Symlin® has been shown to reduce A1C levels, diminish pre-prandial insulin requirements, blunt high and low glycemic excursions, and suppress postprandial glucagon levels, which reduces the liver’s release of glucose release   My team was the first to describe that Symlin® reduces postmeal glucagon resulting in lower postmeal glucose levels and demonstrated that Symlin® reduces both high and low glucose excursions in type 1 patients on insulin pumps. Although Symlin® has no effect on lowering glucose and does not result in hypoglycemia in people without diabetes, those on insulin must carefully reduce their insulin levels downward to avoid hypoglycemia when Symlin® is added.

From my perspective, I see each of the new type 2 therapies as being a Band-Aid. Each lowers A1C to a degree, but none address the underlying problem of too few beta cells. When there are too few beta cells to the point that diabetes occurs, whether we are talking about type 1 or type 2, havoc is wreaked on the other 5 hormones secreted by the islet.

In those of us lucky enough to not have diabetes, our islet hormones are in constant communication with each other, in order to maintain blood glucose levels below 125 mg/dL 95% of the time. When beta cell numbers are diminished, insulin and amylin are deficient.   All five islet hormones other than insulin are required within a healthy islet to accomplish the great feat of normal glucose values.

Ghrelin is another hormone, which has been identified within the developing and adult islet and is produced by the islet’s epsilon cells. Abnormal ghrelin. Similar to ghrelin, impaired pancreatic polypeptide secretion from gamma cells within islets has been found in type 1 diabetes. Pancreatic polypeptide administration to type 1 patients on pumps has reduced insulin requirements and improved glucose metabolism.

Somatostatin, the 6th islet hormone, is from the delta cells and also fulfills multiple glucose regulatory roles. In studies among type 1 patients, somatostatin treatment has been associated with improvements in glucose metabolism.

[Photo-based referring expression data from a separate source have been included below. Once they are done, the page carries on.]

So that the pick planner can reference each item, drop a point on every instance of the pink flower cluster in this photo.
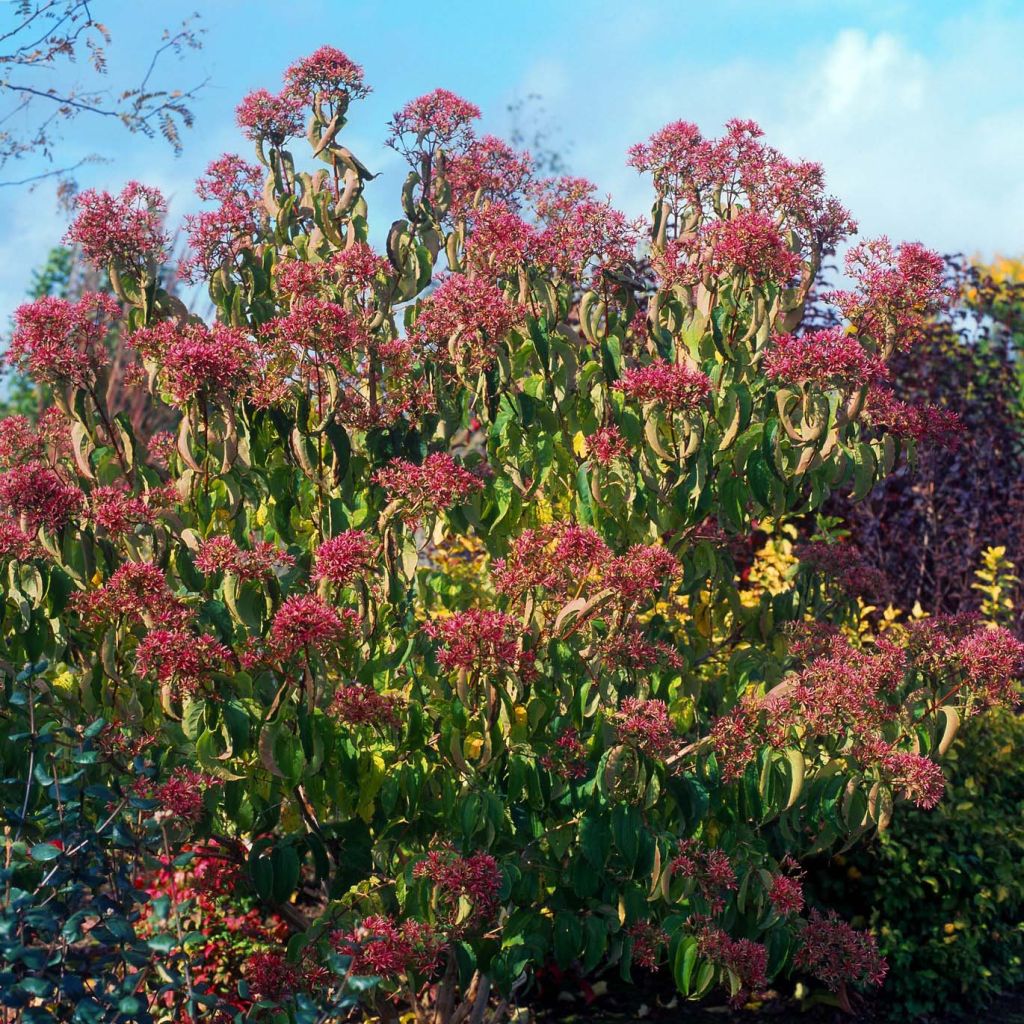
(126, 230)
(710, 868)
(837, 954)
(39, 497)
(261, 115)
(827, 357)
(260, 560)
(645, 725)
(344, 558)
(674, 387)
(439, 120)
(475, 879)
(606, 444)
(382, 946)
(435, 485)
(56, 341)
(743, 957)
(327, 76)
(180, 658)
(925, 424)
(648, 942)
(216, 238)
(567, 757)
(558, 557)
(304, 624)
(136, 592)
(478, 639)
(899, 289)
(359, 705)
(467, 316)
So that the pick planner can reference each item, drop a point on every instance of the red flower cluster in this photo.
(438, 483)
(835, 953)
(180, 658)
(39, 496)
(925, 424)
(674, 387)
(305, 624)
(260, 560)
(439, 120)
(357, 705)
(709, 868)
(382, 946)
(467, 317)
(745, 958)
(327, 76)
(478, 639)
(645, 725)
(643, 570)
(559, 557)
(648, 941)
(567, 758)
(216, 238)
(607, 444)
(343, 558)
(136, 591)
(899, 288)
(475, 879)
(274, 118)
(181, 796)
(126, 230)
(827, 357)
(60, 342)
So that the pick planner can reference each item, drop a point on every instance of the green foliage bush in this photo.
(945, 888)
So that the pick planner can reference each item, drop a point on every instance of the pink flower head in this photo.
(500, 242)
(475, 879)
(648, 942)
(260, 560)
(180, 657)
(488, 170)
(645, 725)
(642, 571)
(438, 483)
(264, 116)
(18, 441)
(358, 705)
(478, 639)
(468, 316)
(344, 558)
(826, 357)
(304, 623)
(924, 424)
(674, 387)
(327, 75)
(580, 230)
(751, 243)
(835, 953)
(381, 946)
(217, 237)
(991, 662)
(137, 592)
(899, 288)
(607, 444)
(558, 557)
(126, 230)
(437, 120)
(39, 496)
(60, 342)
(181, 796)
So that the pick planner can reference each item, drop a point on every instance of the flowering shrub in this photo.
(592, 741)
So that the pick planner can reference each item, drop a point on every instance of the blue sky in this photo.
(914, 109)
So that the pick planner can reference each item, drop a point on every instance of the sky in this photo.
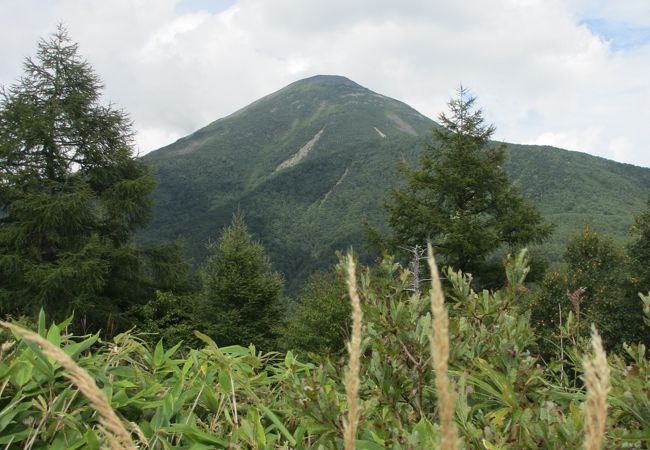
(569, 73)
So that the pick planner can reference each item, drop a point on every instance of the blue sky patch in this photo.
(620, 35)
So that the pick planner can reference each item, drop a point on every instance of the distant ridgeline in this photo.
(307, 163)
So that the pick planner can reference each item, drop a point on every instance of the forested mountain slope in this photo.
(307, 163)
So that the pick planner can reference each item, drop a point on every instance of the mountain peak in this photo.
(328, 80)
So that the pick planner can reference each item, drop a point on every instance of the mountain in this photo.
(307, 163)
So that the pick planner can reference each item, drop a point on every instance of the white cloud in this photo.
(541, 74)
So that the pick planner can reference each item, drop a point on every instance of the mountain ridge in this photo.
(308, 162)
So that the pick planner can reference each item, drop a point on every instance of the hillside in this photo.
(307, 163)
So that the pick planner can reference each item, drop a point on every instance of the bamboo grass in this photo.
(116, 435)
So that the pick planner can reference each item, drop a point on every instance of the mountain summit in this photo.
(307, 163)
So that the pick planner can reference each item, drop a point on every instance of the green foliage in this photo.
(72, 196)
(639, 251)
(231, 397)
(321, 320)
(231, 162)
(460, 196)
(170, 318)
(240, 290)
(594, 286)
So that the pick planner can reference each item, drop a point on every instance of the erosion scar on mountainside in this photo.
(334, 187)
(300, 154)
(401, 124)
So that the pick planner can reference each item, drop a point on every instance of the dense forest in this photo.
(445, 333)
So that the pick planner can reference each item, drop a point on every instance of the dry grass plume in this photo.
(596, 375)
(354, 350)
(440, 356)
(116, 435)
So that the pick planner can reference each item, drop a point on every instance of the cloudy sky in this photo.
(569, 73)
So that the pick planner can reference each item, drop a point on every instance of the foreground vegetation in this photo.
(500, 369)
(234, 397)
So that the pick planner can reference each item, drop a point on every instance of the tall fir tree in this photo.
(72, 195)
(460, 196)
(240, 289)
(639, 251)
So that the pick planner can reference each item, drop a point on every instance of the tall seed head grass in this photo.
(116, 435)
(439, 340)
(354, 350)
(596, 374)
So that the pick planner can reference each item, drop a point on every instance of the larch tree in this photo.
(241, 292)
(460, 197)
(72, 195)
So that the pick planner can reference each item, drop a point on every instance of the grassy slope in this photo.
(231, 163)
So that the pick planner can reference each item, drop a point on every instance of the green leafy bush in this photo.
(235, 397)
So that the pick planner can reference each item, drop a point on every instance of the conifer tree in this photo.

Dr. Elliott Joslin knew that insulin was a diabetes treatment rather than a cure. To reverse diabetes requires more than insulin and even inhaled insulin, and more than all of the new pills, and injectables that we now have. New beta cells living inside healthy islets are what is necessary to maintain the function of the 6 islet hormones that communicate with each other all day long to maintain glucose levels below 125 mg/dL.

Perle is committed to restoring new islets with new beta cells and their neighboring alpha, gamma, delta, epsilon and pancreatic polypeptide cells. We are tackling beta cell burnout in type 1 first. That is our commitment.